A Dance of Survival

When the culture wars returned a couple of weeks ago, I was in the middle of Sheri S. Tepper’s 1998 novel Six Moon Dance. My brain blew a fuse. It was one of those serendipitous moments when what you’re reading informs the news of the day—and vice versa.

Whether you believe the current culture war is about women’s health and access to contraception, or about religious freedom, or both, there’s no denying that reproductive and sexual politics have come into play. Just turn on any cable news station.

When it comes to literary commentary on gender issues, Tepper is a master in the science fiction/fantasy genre. Her novel The Gate to Women’s Country is a landmark in feminist sci-fi. (And a darn good read, too!)

In this Tepper novel, the author turns gender stereotypes on their head. On the human-colonized planet Newholme, a matriarchal society has evolved. A virus that attaches itself to the double-x chromosome means fewer births of live females. Women become treasured, and the families of young men pay dowries to the families of young women to forge families.

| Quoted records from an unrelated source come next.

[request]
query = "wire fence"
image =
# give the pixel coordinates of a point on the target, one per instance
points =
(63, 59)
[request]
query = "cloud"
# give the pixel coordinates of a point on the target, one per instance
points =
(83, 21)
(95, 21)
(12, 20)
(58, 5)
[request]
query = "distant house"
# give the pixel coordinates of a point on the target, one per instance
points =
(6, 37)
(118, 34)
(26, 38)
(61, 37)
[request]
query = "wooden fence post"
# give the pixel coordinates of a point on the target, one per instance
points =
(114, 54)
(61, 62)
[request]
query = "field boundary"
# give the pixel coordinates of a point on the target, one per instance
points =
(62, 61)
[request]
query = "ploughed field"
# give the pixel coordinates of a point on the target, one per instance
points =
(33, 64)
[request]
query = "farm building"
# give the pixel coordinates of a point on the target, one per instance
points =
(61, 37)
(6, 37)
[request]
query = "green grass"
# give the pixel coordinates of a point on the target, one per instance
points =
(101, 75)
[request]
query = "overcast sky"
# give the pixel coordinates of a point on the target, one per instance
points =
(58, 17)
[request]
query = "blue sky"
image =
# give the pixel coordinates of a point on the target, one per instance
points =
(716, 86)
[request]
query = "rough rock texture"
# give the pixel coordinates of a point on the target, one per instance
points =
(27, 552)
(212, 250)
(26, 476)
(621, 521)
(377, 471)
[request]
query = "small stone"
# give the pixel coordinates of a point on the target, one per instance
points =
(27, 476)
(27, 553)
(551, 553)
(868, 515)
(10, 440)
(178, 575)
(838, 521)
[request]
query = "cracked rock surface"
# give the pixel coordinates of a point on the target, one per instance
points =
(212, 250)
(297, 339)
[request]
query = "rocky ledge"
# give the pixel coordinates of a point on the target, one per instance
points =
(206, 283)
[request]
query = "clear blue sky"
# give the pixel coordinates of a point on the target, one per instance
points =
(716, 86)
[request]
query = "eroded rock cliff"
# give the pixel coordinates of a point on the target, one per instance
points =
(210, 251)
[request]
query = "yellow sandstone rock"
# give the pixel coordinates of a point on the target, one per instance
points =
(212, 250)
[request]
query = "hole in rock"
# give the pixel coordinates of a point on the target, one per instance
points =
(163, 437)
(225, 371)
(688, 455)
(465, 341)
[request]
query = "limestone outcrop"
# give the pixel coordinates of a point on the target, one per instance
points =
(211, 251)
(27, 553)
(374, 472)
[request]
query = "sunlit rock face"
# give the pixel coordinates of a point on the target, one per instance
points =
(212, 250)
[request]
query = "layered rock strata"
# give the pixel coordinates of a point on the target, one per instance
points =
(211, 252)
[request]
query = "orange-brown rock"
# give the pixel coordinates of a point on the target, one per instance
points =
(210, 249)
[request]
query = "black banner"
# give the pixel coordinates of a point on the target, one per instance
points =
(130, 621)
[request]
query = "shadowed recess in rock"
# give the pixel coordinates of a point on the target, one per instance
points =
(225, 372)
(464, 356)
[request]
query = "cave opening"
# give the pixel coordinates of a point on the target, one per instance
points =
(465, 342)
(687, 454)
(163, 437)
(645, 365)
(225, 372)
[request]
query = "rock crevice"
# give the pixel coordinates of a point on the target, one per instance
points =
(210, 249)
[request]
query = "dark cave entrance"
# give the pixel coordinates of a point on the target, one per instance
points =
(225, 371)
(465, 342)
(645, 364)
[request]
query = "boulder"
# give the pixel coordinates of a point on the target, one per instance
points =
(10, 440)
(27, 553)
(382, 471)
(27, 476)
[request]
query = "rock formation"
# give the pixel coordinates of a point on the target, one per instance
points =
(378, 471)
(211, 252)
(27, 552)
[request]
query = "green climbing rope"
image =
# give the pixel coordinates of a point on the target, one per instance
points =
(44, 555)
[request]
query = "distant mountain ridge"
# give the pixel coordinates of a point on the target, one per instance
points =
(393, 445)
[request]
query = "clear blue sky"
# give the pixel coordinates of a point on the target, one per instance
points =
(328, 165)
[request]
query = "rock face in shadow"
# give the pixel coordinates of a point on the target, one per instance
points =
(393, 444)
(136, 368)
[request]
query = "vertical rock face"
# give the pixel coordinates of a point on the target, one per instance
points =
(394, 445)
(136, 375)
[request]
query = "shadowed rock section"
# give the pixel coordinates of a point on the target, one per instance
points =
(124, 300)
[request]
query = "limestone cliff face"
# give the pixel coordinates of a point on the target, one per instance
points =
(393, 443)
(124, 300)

As in pre-modern times, the marriage arrangements are not romantic but economic. Once a woman has given birth to children—done her “duty”—she can buy the services of a consort, a man who has been trained in the art of pleasuring women.

This is where protagonist Mouche comes in. He is the son of parents who have been unable to produce daughters. These families are unable to pay dowries for their sons because they have been unable to collect dowries for daughters. Their options are few. One option is for the family to sell a son to a Madame who grooms young men to become consorts. And so Mouche finds himself in the house of Madame Genevois, the most prestigious consort house on the planet.

In this house, Mouche will rediscover the “Timmys”—another life form on the planet to which human children are intimately connected. But as children grow older, they are told the Timmys are illusions and must be ignored. But Mouche can’t ignore them. And increasingly, it appears the other residents of Newholme can’t ignore them either. For the Timmys once held the key to protecting this volcanically-active planet, an activity that reaches dire proportions when Newholme’s six moons align.

The above description of Six Moon Dance doesn’t even begin to touch upon this almost-epic work. Suffice it to say there are many more characters, many secrets, and a million-year-old back story that only adds richness and intrigue to Tepper’s commentary on gender, sex and mysogyny. And once the big questions are answered, and you feel you have just finished a great book, there is the most delightful of payoffs.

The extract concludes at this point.